The on-screen English caption still shows the full command, so anyone reading the caption sees exactly what they need to type. The dubbed audio describes the intent in spoken language, which is what the TTS can deliver without choking. The instruction to the viewer stays intact, the characters-per-second ratio goes back to the expected 16, and the generated audio fits the original window without needing any stretch or compression in post.
I went hunting for cues like this across the whole batch. I scanned from ep052 through ep146 looking for cues with a high density of “hard” characters (digits, brackets, operators, long URLs, binary, hex) and ended up rewriting around 30 cues across 13 episodes:
- ep052 Ubuntu for devs: GitHub URLs and a 40-character GPG hash
- ep091 Hello World in C: binary examples
- ep095 640kB memory: address wrap, segment-offset
- ep106 CodeMiner: spelled-out email address
- ep113 Compression: pure binary strings, 75% hard characters
- ep115 SQL Server: long sorted number list
- ep120 Internet: dotted IP addresses
- ep121 Sockets: two JavaScript code blocks
- ep122 Proxies: Chrome User-Agent headers
- ep123 Secure networking: shell one-liners, Docker flags
- ep126 Gentoo: C
chrootdemo - ep136 Containers: GitHub release URL
- ep144 Cryptography: signing key address
The pattern was always the same: keep the caption showing the code, URL, or hash verbatim, and rewrite the spoken text so the narrator describes what it does. I could have automated the rewrite by letting an LLM read each cue and propose a substitution on the fly, but it felt safer to review them all by hand. It’s exactly the kind of thing where the model decides to “improve” a command to make it cleaner and ships with broken shell. The manual sweep took about two hours.

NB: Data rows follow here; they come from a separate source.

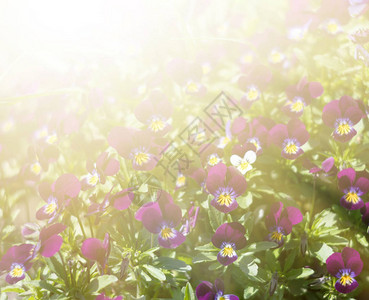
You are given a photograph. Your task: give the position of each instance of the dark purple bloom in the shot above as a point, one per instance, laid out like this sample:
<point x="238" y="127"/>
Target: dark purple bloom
<point x="57" y="195"/>
<point x="342" y="115"/>
<point x="189" y="220"/>
<point x="49" y="241"/>
<point x="96" y="250"/>
<point x="365" y="213"/>
<point x="328" y="168"/>
<point x="280" y="222"/>
<point x="155" y="112"/>
<point x="161" y="217"/>
<point x="229" y="237"/>
<point x="345" y="266"/>
<point x="103" y="297"/>
<point x="353" y="187"/>
<point x="300" y="95"/>
<point x="290" y="138"/>
<point x="137" y="146"/>
<point x="16" y="262"/>
<point x="207" y="291"/>
<point x="225" y="184"/>
<point x="97" y="172"/>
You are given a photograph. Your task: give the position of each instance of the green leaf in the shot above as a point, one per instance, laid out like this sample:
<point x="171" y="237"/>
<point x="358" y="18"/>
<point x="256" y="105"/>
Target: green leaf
<point x="12" y="289"/>
<point x="202" y="257"/>
<point x="249" y="292"/>
<point x="169" y="263"/>
<point x="155" y="272"/>
<point x="245" y="201"/>
<point x="299" y="273"/>
<point x="321" y="251"/>
<point x="290" y="260"/>
<point x="189" y="293"/>
<point x="100" y="282"/>
<point x="333" y="240"/>
<point x="207" y="247"/>
<point x="215" y="217"/>
<point x="260" y="246"/>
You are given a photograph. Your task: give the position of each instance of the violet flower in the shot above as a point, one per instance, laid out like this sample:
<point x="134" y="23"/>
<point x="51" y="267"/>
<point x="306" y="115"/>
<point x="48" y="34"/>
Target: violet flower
<point x="49" y="240"/>
<point x="345" y="266"/>
<point x="353" y="187"/>
<point x="16" y="262"/>
<point x="328" y="168"/>
<point x="103" y="297"/>
<point x="155" y="112"/>
<point x="98" y="251"/>
<point x="226" y="184"/>
<point x="280" y="222"/>
<point x="207" y="291"/>
<point x="290" y="138"/>
<point x="300" y="95"/>
<point x="161" y="217"/>
<point x="57" y="195"/>
<point x="137" y="146"/>
<point x="342" y="115"/>
<point x="229" y="237"/>
<point x="97" y="172"/>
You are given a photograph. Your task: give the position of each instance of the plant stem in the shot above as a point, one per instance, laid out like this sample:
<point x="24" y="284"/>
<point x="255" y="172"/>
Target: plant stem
<point x="313" y="200"/>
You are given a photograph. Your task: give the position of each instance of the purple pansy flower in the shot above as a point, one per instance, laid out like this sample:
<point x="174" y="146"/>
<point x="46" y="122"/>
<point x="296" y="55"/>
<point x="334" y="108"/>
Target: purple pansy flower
<point x="161" y="217"/>
<point x="207" y="291"/>
<point x="345" y="266"/>
<point x="49" y="241"/>
<point x="328" y="167"/>
<point x="16" y="262"/>
<point x="280" y="222"/>
<point x="155" y="112"/>
<point x="229" y="237"/>
<point x="96" y="250"/>
<point x="290" y="138"/>
<point x="137" y="146"/>
<point x="300" y="95"/>
<point x="57" y="195"/>
<point x="342" y="115"/>
<point x="103" y="297"/>
<point x="189" y="220"/>
<point x="354" y="187"/>
<point x="365" y="213"/>
<point x="97" y="172"/>
<point x="226" y="184"/>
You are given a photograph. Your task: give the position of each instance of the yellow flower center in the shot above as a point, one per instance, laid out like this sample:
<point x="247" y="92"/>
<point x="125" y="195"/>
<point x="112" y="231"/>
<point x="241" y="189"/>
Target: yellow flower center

The automated version would have cost the same time in review, with the bonus anxiety of having shipped a mangled command by accident.
There was also one weird structural case on ep146, about Docker Compose. Two cues had glued themselves together because of a missing blank line in the SRT, and pysrt was treating them as one giant cue. The TTS never even got to process it — the chunker choked first. I fixed it by hand, adding the missing blank line. One-character fix, half an hour to track down.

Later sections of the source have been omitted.